360c Predictive Modeling for Mixing and Feeding Processes Using Kriging Apporach

Zhenya Jia1, Eddie Davis1, Fernando J. Muzzio2, and M.G. Ierapetritou3. (1) Dept. of Chemical and Biochemical Engineering, Rutgers University, 98 Brett Rd., Piscataway, NJ 08854, (2) Chemical and Biochemical Engineering, Rutgers University, 98 Brett Road, Piscataway, NJ 08854, (3) Chemical & Biochemical Engineering Department, Rutgers University, the State University of New Jersey, 98 Brett Road, Piscataway, NJ 08854

Powder mixing is a crucial process in many industries, such as chemical manufacturing, foods, plastics and drugs. A slight change in the ingredient properties or the operating conditions during the manufacturing of a drug can have great impact on its specifications. The performance of a mixer is also dependent on accurate feeding system. Ingredient agglomeration and intermittent flow are known to depend on feeder design, size, and operating conditions as well as ingredient particle size and cohesion.

However, there is lack of a predictive understanding of the relationships between the operating and design parameters and the performance of the equipments, so that it can be used to find an optimal design. Various approaches have been developed to model powder flow and improve the characterization of powder processes, and can be mainly categorized into the following groups: Monte Carlo simulations, particle-dynamic simulations, heuristic models, and models based on kinetic theory. Discrete-element method (DEM) was initially developed by Cundall and Strack (1979).

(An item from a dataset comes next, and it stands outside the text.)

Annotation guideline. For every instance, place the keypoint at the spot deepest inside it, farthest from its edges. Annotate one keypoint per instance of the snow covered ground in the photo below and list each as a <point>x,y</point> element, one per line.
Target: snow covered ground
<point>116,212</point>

It simulates the interactions and movements of individual particles based on physical laws. However DEM is computationally very expensive since the Newton's equation of motion for each particle must be solved at each time step.

One of the widely used predictive data-driven models is response surface method (RSM), which was first introduced by Box and Wilson in 1951. It is an input-output mapping by fitting data using a set of basis functions. As the first step of RSM is specification of a sampling set within the local region, design of experiment (DOE) tools are usually required. Hence the prediction given by RSM relies greatly on the sampling points. A set of randomly selected sampling points very likely will lead to a poor predictive function. In this work, a predictive model is proposed that can efficiently characterize the performance of feeders and mixers with respect to operating parameters, and thus can be used to determine optimal process design variables and operating conditions. The Kriging method (Issaks and Srivistava, 1989; Gressie, 1993), which is an optimal prediction method designed for geophysical systems, has been utilized to predict the flow variability of feeders and regional concentration of mixers under different operating conditions. Without building an accurate mathematical model, Kriging method can provide a global predictive model starting with a small number of random sampling points and show where additional samplings should be done so as to iteratively improve the prediction. At each iteration, the first step is to determine semivariance of the each pair of the sampling points. After obtaining the set of semivariance scatterpoints, variogram model coefficients can be obtained using regression. Finally a set of equations are solved to get the kriging weights at each testing point, and the prediction value can be calculated as the weighted sum of the observed value of sampling points.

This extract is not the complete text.